T&E welcomes self-sufficiency targets for battery raw materials and production goals for clean tech.
The EU today unveiled two draft laws in response to the US subsidies that it fears are luring European cleantech companies to North America. The proposed Critical Raw Materials Act will help the bloc secure supply of the metals needed to build batteries, wind turbines, and other green technologies. The draft Net Zero Industrial Act is a positive first step to ensure that the technologies needed to transition the EU’s economy to net zero emissions are made in Europe.
T&E said the proposed goals for Europe to responsibly source more raw materials at home is key to avoiding reliance on Asia.

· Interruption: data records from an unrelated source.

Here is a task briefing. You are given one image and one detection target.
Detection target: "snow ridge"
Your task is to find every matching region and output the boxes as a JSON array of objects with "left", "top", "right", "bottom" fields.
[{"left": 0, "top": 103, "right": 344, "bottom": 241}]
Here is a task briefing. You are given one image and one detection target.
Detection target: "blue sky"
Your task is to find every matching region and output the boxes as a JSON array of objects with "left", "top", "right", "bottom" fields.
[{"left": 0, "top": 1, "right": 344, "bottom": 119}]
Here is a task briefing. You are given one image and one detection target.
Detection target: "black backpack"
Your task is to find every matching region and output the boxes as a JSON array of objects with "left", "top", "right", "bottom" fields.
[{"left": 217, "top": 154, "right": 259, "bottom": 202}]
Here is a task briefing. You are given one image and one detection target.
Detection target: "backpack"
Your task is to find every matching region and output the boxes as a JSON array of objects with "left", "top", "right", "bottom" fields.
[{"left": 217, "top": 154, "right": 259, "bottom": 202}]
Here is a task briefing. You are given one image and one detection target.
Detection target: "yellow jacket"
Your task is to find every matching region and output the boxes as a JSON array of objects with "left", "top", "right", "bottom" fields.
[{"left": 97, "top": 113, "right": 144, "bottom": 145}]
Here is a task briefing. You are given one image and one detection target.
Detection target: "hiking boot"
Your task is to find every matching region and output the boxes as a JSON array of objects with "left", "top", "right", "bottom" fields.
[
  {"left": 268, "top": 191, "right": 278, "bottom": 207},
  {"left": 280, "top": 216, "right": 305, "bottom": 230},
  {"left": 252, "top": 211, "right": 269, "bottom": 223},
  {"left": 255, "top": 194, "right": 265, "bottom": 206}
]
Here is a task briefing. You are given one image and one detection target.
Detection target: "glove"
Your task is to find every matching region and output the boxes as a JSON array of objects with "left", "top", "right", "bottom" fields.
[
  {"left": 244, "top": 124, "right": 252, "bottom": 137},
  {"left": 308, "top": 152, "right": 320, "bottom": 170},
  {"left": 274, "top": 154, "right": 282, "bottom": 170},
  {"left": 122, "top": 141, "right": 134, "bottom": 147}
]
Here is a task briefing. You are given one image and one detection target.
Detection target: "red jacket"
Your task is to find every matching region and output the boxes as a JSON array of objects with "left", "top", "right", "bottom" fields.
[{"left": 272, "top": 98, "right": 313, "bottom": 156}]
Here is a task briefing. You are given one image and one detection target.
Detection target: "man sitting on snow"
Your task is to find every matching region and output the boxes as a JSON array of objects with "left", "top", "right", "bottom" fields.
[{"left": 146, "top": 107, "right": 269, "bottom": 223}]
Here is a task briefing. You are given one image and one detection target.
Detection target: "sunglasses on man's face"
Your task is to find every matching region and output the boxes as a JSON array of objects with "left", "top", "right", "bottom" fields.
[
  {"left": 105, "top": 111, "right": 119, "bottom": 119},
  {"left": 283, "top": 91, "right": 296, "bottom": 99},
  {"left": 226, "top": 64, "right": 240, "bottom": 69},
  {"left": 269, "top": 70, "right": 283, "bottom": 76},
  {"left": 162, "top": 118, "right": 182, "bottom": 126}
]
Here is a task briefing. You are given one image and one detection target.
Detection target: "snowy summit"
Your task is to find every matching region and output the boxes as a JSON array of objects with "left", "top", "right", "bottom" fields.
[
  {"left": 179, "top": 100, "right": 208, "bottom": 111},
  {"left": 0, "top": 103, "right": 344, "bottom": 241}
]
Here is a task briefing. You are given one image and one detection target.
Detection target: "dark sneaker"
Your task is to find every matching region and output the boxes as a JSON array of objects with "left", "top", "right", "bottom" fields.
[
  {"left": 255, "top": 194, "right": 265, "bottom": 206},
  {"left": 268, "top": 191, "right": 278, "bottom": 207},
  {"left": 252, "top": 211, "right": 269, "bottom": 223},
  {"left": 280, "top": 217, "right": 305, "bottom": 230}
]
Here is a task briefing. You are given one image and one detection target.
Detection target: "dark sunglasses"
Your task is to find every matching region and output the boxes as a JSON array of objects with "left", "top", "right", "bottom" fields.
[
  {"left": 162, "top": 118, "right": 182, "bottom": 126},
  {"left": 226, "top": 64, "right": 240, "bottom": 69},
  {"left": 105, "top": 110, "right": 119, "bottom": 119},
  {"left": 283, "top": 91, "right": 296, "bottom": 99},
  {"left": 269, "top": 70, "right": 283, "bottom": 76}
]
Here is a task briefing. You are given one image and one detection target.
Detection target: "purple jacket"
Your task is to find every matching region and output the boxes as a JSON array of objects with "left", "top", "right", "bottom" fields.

By 2030, the EU should be able to process at least 40% of “strategic” metals required, according to the draft Critical Raw Materials Act. T&E analysis shows that Europe is capable of refining more than half of the lithium it needs by then. A target to obtain 15% of metals from recycling will help to scale up the bloc’s capacity to capture scrap from battery factories and end-of-life products.

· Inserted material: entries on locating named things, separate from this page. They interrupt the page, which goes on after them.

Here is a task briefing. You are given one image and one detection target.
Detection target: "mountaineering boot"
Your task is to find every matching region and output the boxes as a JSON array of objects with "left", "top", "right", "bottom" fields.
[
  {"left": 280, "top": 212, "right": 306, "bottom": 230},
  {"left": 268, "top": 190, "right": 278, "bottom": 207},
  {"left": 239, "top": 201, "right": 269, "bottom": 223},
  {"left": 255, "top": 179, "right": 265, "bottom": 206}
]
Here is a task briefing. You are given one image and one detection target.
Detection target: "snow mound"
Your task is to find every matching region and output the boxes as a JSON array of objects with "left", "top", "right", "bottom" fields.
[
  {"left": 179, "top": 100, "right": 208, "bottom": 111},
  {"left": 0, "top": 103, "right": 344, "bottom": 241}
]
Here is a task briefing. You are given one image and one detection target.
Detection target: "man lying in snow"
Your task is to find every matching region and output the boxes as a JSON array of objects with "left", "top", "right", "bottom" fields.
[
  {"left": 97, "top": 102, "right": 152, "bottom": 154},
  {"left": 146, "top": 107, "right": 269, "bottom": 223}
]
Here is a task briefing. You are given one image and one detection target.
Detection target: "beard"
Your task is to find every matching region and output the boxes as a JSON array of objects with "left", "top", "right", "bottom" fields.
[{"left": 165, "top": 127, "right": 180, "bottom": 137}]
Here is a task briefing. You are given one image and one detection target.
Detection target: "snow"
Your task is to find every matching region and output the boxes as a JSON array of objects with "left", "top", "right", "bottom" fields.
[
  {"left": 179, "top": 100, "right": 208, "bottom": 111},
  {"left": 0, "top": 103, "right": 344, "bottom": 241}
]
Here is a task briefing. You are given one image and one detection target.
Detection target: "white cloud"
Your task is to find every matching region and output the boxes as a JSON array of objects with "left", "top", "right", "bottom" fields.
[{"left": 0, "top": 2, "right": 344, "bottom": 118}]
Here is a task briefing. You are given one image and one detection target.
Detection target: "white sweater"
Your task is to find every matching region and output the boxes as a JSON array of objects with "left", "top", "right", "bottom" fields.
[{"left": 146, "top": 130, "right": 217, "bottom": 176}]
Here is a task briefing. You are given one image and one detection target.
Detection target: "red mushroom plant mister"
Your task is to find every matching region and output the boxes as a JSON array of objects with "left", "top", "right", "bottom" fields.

Julia Poliscanova, senior director for vehicles and emobility at T&E, said: “Lithium is the new oil and Europe needs to act quickly to source it responsibly. Provided that environmental safeguards are respected, self-sufficiency targets are the right way to make the battery supply chain clean and resilient. Europe should bring refining and processing home to kick our dependence on Asia.”
The Net Zero Industrial Act proposes a production goal of 40% of the EU’s requirements for key green technologies – such as batteries – being made domestically in 2030. T&E said the goal would boost Europe’s strategic autonomy but more actions are needed. The proposed simplification of permitting processes will help set up new projects in Europe, but the EU should provide financial aid to scale up production quickly. While state aid rules for green tech production have been relaxed, a comprehensive European climate finance plan is missing. This should have fresh money and fund best-in-class projects directly from the EU level.

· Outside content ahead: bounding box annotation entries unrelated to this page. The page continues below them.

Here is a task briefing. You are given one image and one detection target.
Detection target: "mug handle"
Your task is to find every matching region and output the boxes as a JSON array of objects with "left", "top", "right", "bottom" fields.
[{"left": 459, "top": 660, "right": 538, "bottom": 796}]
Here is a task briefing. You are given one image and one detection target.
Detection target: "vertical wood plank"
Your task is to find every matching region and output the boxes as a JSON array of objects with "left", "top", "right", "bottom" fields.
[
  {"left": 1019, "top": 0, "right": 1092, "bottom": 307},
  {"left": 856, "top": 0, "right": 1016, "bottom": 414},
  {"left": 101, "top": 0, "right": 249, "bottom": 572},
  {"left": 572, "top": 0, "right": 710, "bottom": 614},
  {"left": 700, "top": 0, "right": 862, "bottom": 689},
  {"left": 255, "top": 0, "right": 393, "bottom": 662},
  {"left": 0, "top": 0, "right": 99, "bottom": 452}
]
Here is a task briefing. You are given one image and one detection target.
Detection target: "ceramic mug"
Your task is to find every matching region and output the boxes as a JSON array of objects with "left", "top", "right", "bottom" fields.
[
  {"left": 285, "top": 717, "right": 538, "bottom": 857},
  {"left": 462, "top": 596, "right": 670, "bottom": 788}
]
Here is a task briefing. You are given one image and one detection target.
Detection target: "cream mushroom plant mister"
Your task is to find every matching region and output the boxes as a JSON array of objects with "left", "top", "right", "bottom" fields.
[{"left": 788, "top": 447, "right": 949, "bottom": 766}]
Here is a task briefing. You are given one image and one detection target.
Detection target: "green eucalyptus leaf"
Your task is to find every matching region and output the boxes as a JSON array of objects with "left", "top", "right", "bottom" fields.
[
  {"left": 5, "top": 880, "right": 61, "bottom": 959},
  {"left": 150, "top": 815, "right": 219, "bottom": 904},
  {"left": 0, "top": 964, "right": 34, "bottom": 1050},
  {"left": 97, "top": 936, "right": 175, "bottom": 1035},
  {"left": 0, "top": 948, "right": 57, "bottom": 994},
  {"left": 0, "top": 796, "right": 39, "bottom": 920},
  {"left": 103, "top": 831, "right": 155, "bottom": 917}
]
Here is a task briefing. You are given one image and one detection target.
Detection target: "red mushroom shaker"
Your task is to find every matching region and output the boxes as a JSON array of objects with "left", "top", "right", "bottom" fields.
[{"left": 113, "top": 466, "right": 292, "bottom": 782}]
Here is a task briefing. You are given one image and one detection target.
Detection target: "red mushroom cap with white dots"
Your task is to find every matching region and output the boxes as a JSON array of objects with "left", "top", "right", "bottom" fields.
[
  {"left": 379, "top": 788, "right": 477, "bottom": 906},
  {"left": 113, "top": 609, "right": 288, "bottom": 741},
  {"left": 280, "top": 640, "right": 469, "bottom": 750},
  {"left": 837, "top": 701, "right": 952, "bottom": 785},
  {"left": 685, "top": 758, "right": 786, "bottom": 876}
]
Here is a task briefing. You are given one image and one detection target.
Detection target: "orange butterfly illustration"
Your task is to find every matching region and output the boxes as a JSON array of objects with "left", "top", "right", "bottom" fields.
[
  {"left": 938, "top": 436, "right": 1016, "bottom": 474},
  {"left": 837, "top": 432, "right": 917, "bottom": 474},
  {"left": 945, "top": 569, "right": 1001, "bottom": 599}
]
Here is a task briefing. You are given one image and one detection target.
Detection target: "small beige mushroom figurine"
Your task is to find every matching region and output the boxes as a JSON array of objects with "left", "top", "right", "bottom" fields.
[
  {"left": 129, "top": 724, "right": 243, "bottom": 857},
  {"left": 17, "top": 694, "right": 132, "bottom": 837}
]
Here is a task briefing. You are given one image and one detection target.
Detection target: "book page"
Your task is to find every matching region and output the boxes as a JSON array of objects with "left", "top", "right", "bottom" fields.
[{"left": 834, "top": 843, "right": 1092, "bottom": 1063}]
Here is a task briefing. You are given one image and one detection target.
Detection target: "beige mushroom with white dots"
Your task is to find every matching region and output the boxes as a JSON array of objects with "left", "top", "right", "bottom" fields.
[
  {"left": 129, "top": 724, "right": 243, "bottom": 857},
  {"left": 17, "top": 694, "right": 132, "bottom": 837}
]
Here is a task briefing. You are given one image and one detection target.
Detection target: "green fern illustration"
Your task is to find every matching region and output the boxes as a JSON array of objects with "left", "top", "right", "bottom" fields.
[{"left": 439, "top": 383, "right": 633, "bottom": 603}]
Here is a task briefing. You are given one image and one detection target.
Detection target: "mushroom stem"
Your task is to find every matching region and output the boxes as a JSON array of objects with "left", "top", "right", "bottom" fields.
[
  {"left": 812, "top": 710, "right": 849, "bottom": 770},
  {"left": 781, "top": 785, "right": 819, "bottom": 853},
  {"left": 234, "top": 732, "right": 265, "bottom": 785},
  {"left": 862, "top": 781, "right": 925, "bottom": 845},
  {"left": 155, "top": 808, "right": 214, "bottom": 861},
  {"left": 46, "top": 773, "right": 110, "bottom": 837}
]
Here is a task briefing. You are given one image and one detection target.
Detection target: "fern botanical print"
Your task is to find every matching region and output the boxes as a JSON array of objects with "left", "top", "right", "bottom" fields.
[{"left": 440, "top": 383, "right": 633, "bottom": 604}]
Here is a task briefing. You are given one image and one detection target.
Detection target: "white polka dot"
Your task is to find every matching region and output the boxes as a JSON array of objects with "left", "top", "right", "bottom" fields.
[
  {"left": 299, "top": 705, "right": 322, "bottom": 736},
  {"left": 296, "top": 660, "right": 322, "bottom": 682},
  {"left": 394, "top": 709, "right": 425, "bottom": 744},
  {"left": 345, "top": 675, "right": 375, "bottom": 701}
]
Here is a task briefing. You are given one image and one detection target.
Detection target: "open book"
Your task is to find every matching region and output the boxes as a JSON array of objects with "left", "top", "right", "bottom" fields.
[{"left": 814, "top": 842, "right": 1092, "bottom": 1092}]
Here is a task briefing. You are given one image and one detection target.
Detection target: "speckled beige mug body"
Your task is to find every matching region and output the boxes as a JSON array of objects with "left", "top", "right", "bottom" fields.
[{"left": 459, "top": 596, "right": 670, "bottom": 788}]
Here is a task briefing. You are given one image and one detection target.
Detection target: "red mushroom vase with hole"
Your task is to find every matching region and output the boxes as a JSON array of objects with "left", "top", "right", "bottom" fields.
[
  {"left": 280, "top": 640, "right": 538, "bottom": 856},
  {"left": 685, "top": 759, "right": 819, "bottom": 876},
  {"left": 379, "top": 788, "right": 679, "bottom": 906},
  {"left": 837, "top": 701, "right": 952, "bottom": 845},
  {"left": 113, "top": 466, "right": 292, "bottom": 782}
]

Beyond finance and simplification, sending a clear signal that the future of Europe’s automotive industry is electric is the best tool to ensure investment certainty. T&E said the EU’s response to American subsidies is being undermined by Germany’s blockade of a 2035 phase-out for combustion engines.
Julia Poliscanova said: “The EU needs a sovereignty fund to compete with US subsidies, not just a patchwork of national state aid. But our best card is to give clean tech investors certainty that there will be a market for their green products. Germany’s blockade of the 2035 phase-out of combustion engines undermines investor confidence at a moment when US subsidies are luring manufacturers away.”